UK Tour Day 1- Royal School of Needlework Curator’s Tour
I’m a great admirer of England’s RSN and the incredible embroidery pieces produced by their students and tutors. I’ve had the great fortune to visit them twice in the past, most recently in 2016 for theor Stumpwork and Raised Work exhibit. So when planning my current tour, I looked up what is available and found their current exhibit is “Animals in Embroidery”- one of my favorite things to create! Only problem was that the curator’s tour this month occured only at 11 am on the day I arrive from Seattle at 7 am! I thought about it for several weeks and then decided I’d take the risk and sign up, even if timing was tight and I might miss it. Luckily the stars must have been aligned because our flight arrived on time, we were successful with our train connections, and we met the RSN volunteers at the front ‘moat’ gate of Hampton Court Palace at 10:45 am.
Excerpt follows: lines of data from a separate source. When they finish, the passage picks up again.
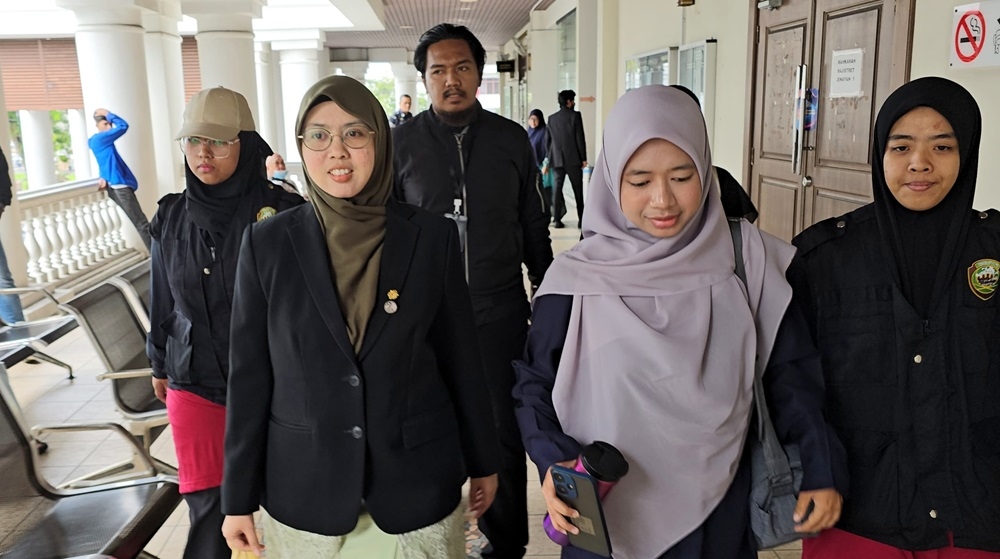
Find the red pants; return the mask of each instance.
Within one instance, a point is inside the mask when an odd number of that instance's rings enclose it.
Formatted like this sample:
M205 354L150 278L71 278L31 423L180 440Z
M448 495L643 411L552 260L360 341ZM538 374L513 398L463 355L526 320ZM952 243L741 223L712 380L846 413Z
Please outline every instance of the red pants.
M180 492L222 485L225 406L184 390L167 390L167 417L174 435Z
M949 536L949 540L951 537ZM802 540L802 559L1000 559L1000 553L948 547L906 551L833 528Z

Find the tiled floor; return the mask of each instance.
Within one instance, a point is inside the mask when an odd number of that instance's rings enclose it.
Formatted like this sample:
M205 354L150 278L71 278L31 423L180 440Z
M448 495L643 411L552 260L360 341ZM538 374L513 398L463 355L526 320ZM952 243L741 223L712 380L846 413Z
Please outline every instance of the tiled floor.
M569 189L567 188L567 192ZM570 214L575 212L570 208ZM552 230L553 245L557 252L571 247L579 238L576 223L566 220L566 229ZM103 372L97 354L84 333L77 328L49 346L50 353L71 364L76 380L66 379L65 371L54 365L19 364L9 371L10 383L24 411L29 425L76 421L117 421L109 384L95 378ZM48 435L45 440L49 450L39 457L45 477L53 484L73 479L98 467L114 463L129 456L128 447L117 435L107 432L59 433ZM157 458L176 464L173 441L169 429L153 444ZM538 472L528 467L529 499L531 514L531 543L528 559L557 557L559 547L550 542L542 532L545 502L538 490ZM161 559L180 559L187 539L187 507L182 503L156 534L146 550ZM760 554L761 559L798 559L798 544Z

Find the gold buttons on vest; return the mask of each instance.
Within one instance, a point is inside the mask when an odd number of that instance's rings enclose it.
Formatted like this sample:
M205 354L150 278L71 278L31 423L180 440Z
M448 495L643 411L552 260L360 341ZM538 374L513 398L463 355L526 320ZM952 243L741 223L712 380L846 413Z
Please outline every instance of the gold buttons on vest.
M931 512L929 514L931 515L931 518L937 518L937 511L936 510L931 509Z
M202 272L207 276L207 275L209 275L209 274L212 273L212 270L209 270L208 268L205 268L204 270L202 270Z
M913 362L916 363L917 365L923 363L923 361L924 361L924 356L923 355L914 355L913 356Z

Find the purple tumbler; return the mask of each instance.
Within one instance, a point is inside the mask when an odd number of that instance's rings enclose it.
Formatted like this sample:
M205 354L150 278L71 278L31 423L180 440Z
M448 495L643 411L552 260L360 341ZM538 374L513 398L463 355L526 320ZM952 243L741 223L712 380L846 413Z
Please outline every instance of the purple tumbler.
M594 441L583 447L573 469L597 481L597 494L603 500L615 483L628 473L628 460L610 443ZM548 514L542 520L542 527L550 540L563 547L569 545L569 536L556 530Z

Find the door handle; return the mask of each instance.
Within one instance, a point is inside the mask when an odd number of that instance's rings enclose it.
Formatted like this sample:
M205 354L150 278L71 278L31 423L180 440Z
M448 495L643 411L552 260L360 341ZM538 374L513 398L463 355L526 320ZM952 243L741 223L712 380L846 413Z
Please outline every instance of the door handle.
M812 177L810 177L809 175L806 175L806 176L802 177L802 186L804 186L806 188L809 188L812 185L813 185L813 178Z
M795 103L792 129L792 172L796 175L802 172L802 144L806 126L806 81L809 73L808 64L799 64L795 68Z

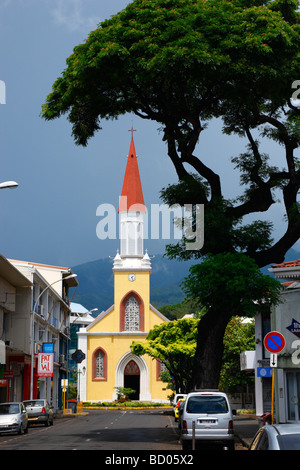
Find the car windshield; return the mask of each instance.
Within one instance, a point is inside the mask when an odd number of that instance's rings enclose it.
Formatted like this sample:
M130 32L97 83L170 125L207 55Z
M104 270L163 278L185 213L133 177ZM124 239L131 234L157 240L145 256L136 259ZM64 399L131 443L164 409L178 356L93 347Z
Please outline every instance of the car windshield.
M187 413L228 413L225 397L220 395L198 395L189 398Z
M44 406L43 400L30 400L24 402L25 406Z
M282 450L300 450L300 434L280 435L277 440Z
M12 415L19 413L20 407L18 403L13 403L13 404L0 404L0 415Z

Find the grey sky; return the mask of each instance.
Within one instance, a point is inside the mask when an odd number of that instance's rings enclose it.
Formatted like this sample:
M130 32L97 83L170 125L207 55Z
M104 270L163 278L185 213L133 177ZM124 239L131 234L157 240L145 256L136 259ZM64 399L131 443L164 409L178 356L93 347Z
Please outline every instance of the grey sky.
M66 118L45 122L41 105L65 68L73 47L97 23L117 13L127 0L2 0L0 3L0 80L6 104L0 105L0 182L15 180L16 190L0 191L0 253L8 258L74 266L114 256L117 240L96 236L102 203L118 205L133 125L146 205L159 202L159 191L176 181L157 125L135 116L103 122L87 148L77 147ZM219 171L224 190L238 194L230 157L242 141L220 135L220 123L201 137L205 161ZM203 150L202 150L203 151ZM280 157L275 149L274 160ZM282 225L282 214L271 217ZM148 241L152 253L165 241Z

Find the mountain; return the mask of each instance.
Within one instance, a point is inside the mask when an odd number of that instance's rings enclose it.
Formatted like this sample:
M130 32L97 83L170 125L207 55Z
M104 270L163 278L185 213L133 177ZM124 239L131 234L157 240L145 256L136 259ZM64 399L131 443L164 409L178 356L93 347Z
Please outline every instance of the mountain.
M150 302L157 308L176 304L184 299L179 285L188 275L195 261L176 261L156 255L151 259ZM88 310L98 308L97 315L114 303L114 276L112 259L98 259L72 267L79 285L72 302Z
M285 261L300 258L300 252L291 248ZM197 261L177 261L156 255L151 260L150 302L157 308L182 302L184 293L180 283L188 275L189 268ZM114 303L114 276L112 259L98 259L72 267L78 275L79 285L76 288L73 302L82 304L88 310L98 308L98 315ZM264 274L270 274L269 266L262 268ZM95 315L95 316L96 316Z

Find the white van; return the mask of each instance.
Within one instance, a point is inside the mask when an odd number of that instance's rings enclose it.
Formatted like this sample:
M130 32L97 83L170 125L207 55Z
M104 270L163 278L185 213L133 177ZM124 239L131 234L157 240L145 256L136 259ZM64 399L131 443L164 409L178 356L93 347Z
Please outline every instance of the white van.
M233 417L226 393L189 393L180 419L183 450L192 448L194 438L195 443L221 442L234 450Z

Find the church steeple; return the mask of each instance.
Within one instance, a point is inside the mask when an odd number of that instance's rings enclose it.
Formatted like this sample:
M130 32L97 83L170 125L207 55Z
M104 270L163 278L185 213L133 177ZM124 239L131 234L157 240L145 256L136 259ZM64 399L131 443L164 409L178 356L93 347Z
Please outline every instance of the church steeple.
M144 218L146 207L137 156L131 129L131 142L119 203L120 254L115 258L114 268L126 267L149 269L149 257L144 255Z
M120 198L119 213L123 211L146 212L137 156L135 152L133 129L127 157L127 166Z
The Royal School of Needlework (RSN) started in the late 1800’s with Queen Victoria as their first patron. Their mission has been to keep the art and techniques of hand embroidery alive and thriving, as well as helping train women (now men too) for employment so they can support themselves and not become destitute They have classes at Hampton Court Palace and other International locations lasting from 1 day to several year programs. They also have rotating exhibitions at their on site location, which can be viewed with a curator’s tour. Book a tour at the Royal School of Needlework here!
According to our presenter who is inher second year of the RSN teacher certification program, animals (including birds) are the second most common subject for embroidery (flowers are the most popular.) The display of both student and tutor work includes all sorts of techniques, tied together by the common theme of animals. The techniques include blackwork, needlelace, goldwork, canvas, Jacobean crewel embroidery, whitework, applique, and silk shading.
One piece that caught my eye was a blackwork race horse and rider. The stitches were so tiny- about 3 mm at the longest. To create the shading/shadows, the density of stitch is increased, often by increasing the thread weight. The jockey was done in blackwork techniques, but using colored threads to create contrast. This exquisite piece was given to Her Majesty Queen Elizabeth II, on the occasion of her Diamond Jubilee in 2012.
Silk-shading works beautifully as a technique for animals and birds, as you can make extremely realistic hair/fur and feathers with gradually blending the colors of very fine silk threads. There are many true to life creatures in the exhibit using this technique including rabbits, leopards, chickens, badgers, yaks, flamingos, bats, owls and more! Some might call this a photo- realistic style, but I think it’s so much more than a simple 2D picture. You can’t get the range of texture in photography that you can in stitch.
The tour moved then to their workroom where RSN trained embroiderers are working on commission projects. These include both conservation work (repairing historic embroidery to stop the ravages of time) and new bespoke pieces.
As a final treat, we got to the RSN giftshop, where I picked up a few goodies. After flying 9 hours and staying awake through planes, trains and automobiles, we headed back to our hotel in London, to get a well-deserved rest before a late dinner.
If you’re planning a trip to London, make sure to look up the RSN and see if you can take a class or tour. You’ll be glad you did!